Düşüş Süreci (Decline)
Turizm gelişim sürecinin son aşaması olan düşüş sürecine girdiğinde, bölge, yeni çekim merkezi konumuna gelen destinasyonlarla rekabet edemez bir pozisyona düşmüştür. Turist sayısı ciddi anlamda azalmaya başladığı gibi turizmin icra edildiği mekanlarda da bir daralma söz konusudur. Düşüş sürecinde destinasyon çekici özelliklerini kaybetmesiyle, uzun süreli tatil yapmak isteyen turistler tarafından tercih edilmez. Fakat hafta sonları ve günübirlik geziler için alan hala tercih edilmektedir. Konaklama ve turizme dayalı tesislerin devir işlemleri hız kazanmaya başlamıştır. Turizm amaçlı kullanılan tesisler bu süreçte, rehabilitasyon merkezi, yaşlı bakım evi, yurt, özel daire gibi turizm dışı kullanımlara açılmıştır. Sonuç olarak çevresel ve sosyal sorunlar, alanın cazibesini yitirmesine neden olmuş, birçok turizm amaçlı yapılmış tesisler kapanma noktasına gelmiştir. Turizm gelişim sürecinin son aşaması olan düşüş sürecinde yerel halkın yaşam kalitesi de oldukça bozulmuştur.
Yenilenme Süreci (Rejuvenation)
Fakat ne kadar düşüş sürecinde, destinasyon turizm çekiciliğini kaybetse de alınacak bir takım önlemler ve yeni uygulamalar sonucunda bir yenilenme sürecine girilebilir. Destinasyonun turizm cazibesi, bölgeye ilk turist çeken ürünün yanında yeni ürünler geliştirmek gibi çeşitli yollarla yeniden canlanabilir. Düşüş sürecinde önemli değişiklikler yapılmadığı sürece yenilenme sürecine girilemeyecektir.
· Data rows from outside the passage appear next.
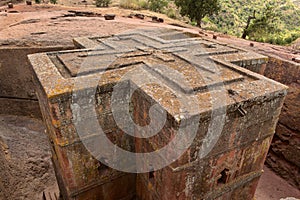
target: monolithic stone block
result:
[29,29,287,200]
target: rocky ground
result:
[0,115,56,200]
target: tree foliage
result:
[246,3,281,40]
[175,0,220,27]
[148,0,168,12]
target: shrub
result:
[120,0,148,10]
[96,0,111,7]
[148,0,168,12]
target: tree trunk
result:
[242,11,255,39]
[197,19,202,28]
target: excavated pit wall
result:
[0,46,74,119]
[263,55,300,189]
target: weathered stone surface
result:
[29,29,287,199]
[263,56,300,189]
[0,46,72,118]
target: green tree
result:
[244,2,281,40]
[175,0,221,27]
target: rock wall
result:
[0,46,74,118]
[264,56,300,188]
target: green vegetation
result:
[113,0,300,45]
[203,0,300,45]
[148,0,168,12]
[175,0,220,27]
[120,0,149,10]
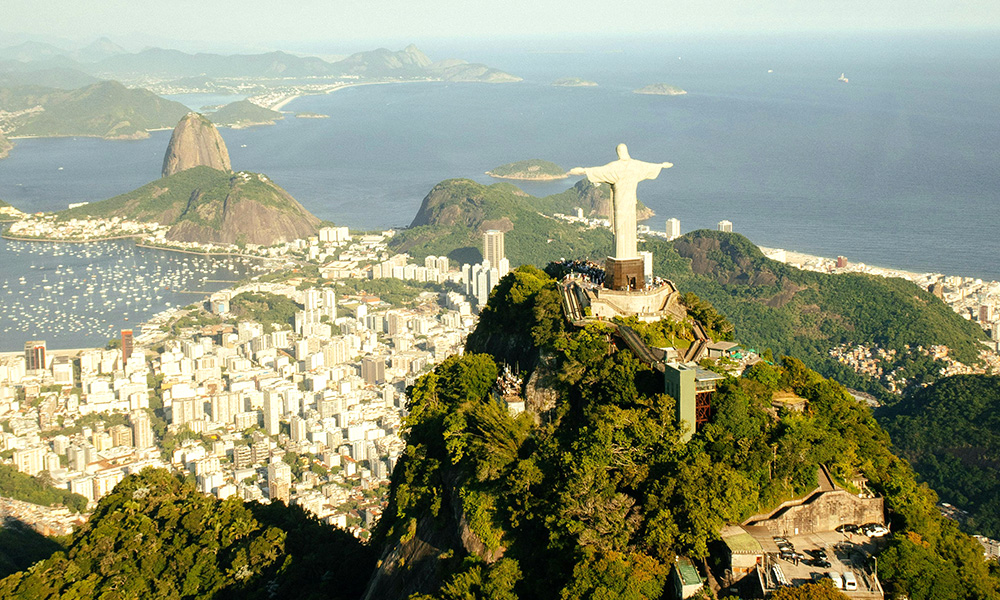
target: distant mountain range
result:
[0,38,520,87]
[60,113,320,246]
[0,81,188,139]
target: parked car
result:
[861,523,889,537]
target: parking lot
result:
[771,531,878,596]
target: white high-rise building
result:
[667,219,681,241]
[264,390,285,435]
[483,229,507,266]
[14,446,47,476]
[129,410,155,449]
[303,289,323,310]
[291,415,309,442]
[267,458,292,503]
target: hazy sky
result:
[0,0,1000,49]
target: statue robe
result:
[584,158,663,259]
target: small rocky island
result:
[0,131,14,158]
[486,158,569,181]
[632,83,687,96]
[552,77,597,87]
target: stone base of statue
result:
[604,256,646,292]
[561,280,687,324]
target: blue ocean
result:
[0,33,1000,350]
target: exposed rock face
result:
[163,113,232,177]
[573,178,656,221]
[167,172,320,246]
[362,469,506,600]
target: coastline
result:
[484,171,569,181]
[268,79,444,112]
[0,231,142,245]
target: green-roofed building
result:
[671,556,705,600]
[719,525,764,580]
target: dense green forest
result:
[229,292,302,333]
[0,465,87,512]
[373,267,1000,599]
[0,264,1000,600]
[642,230,985,402]
[390,179,611,266]
[0,81,188,138]
[879,375,1000,538]
[0,469,374,600]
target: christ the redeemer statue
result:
[569,144,674,260]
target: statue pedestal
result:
[604,256,646,291]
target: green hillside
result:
[368,267,1000,600]
[207,100,285,127]
[0,469,373,600]
[879,375,1000,538]
[59,167,233,225]
[392,179,611,265]
[0,81,188,138]
[0,81,188,138]
[641,230,985,400]
[59,166,319,246]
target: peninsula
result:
[0,131,14,158]
[486,158,569,181]
[30,113,320,248]
[208,100,285,129]
[552,77,597,87]
[632,83,687,96]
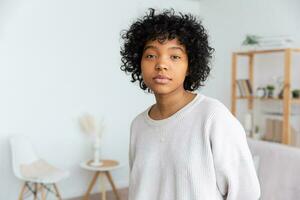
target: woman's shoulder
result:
[194,94,231,116]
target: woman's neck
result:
[149,90,196,120]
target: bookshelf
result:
[231,48,300,144]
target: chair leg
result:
[19,182,26,200]
[53,183,61,200]
[41,184,46,200]
[34,183,39,200]
[105,171,120,200]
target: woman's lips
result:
[153,75,171,84]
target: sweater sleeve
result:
[206,106,260,200]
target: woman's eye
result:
[171,56,180,60]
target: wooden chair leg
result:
[34,183,39,200]
[83,172,100,200]
[19,182,27,200]
[41,184,46,200]
[53,183,61,200]
[105,171,120,200]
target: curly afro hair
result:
[120,8,214,91]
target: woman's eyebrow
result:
[169,47,185,53]
[144,45,158,51]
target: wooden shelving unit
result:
[231,48,300,144]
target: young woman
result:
[121,9,260,200]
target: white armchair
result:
[10,136,69,200]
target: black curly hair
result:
[120,8,214,91]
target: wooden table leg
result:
[83,172,100,200]
[19,182,26,200]
[41,184,46,200]
[105,171,120,200]
[100,172,106,200]
[34,183,39,200]
[53,183,61,200]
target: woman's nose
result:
[155,59,168,70]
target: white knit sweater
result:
[129,94,260,200]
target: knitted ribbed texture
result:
[129,94,260,200]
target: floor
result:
[68,188,128,200]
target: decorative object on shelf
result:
[79,114,105,166]
[236,79,252,97]
[252,125,261,140]
[256,87,267,98]
[266,85,275,98]
[292,89,300,99]
[242,34,294,50]
[272,76,284,99]
[244,112,253,137]
[242,34,259,45]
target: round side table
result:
[80,160,121,200]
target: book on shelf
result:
[263,118,296,143]
[236,79,253,97]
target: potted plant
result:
[266,85,275,98]
[292,89,300,99]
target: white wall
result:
[0,0,300,200]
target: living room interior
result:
[0,0,300,200]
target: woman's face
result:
[141,38,188,95]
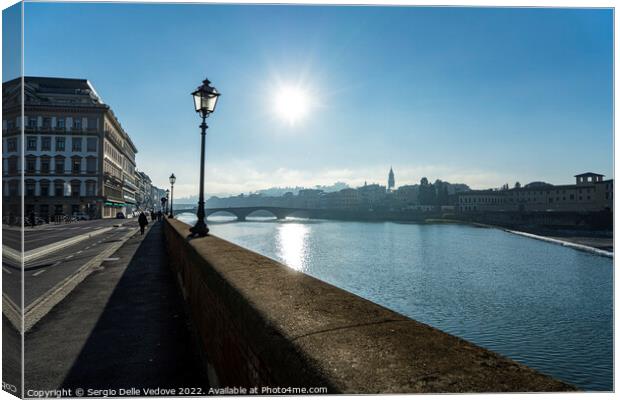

Yenilenme sürecinde destinasyonda yeni cazibe noktaları oluşturularak turizm yeniden canlandırılır. Destinasyonda yenilenme süreci iki şekilde sağlanabilir. Birincisi destinasyonda yapay fakat özgün bir çekicilik oluşturmaktadır. Örneğin Atlantic City’de 1976 yılından sonra casino kumarhaneler yapılarak bölgede turizm yeninde canlandırılmıştır. Atlantic City’nin turizm alanındaki bu başarısının önemli bir kısmı, değişimden elde ettiği özgünlüktür. Turizmde yenilenme süreci başlatabilecek ikinci alternatif bir yaklaşım ise, daha önce kullanılmamış doğal kaynaklardan yararlanmaktır. Örneğin Avrupa’daki kaplıca kasabaları ile İskoçya’daki Aviemore yaz tatil köyünün, kış sporları pazarına yeniden farklı bir konseptle yönlenmesi sonucunda yıl boyunca turist ağırlamıştır. Eğer destinasyonda yeni kaynaklar turizme başarılı ve doğru bir planlama ile sunulursa bölge eskisinden daha iyi ve hızlı bir gelişim süreci sergileme olanağına sahip olabilir.
Kaynakça
Butler, R. W. (1980). The concept of a tourist area cycle of evolution: Implications for management of resources. Canadian Geographer, 24(1): 5-12.
Butler, R. (2015). The evolution of tourism and tourism research. Tourism Recreation Research, 40(1), 16-27.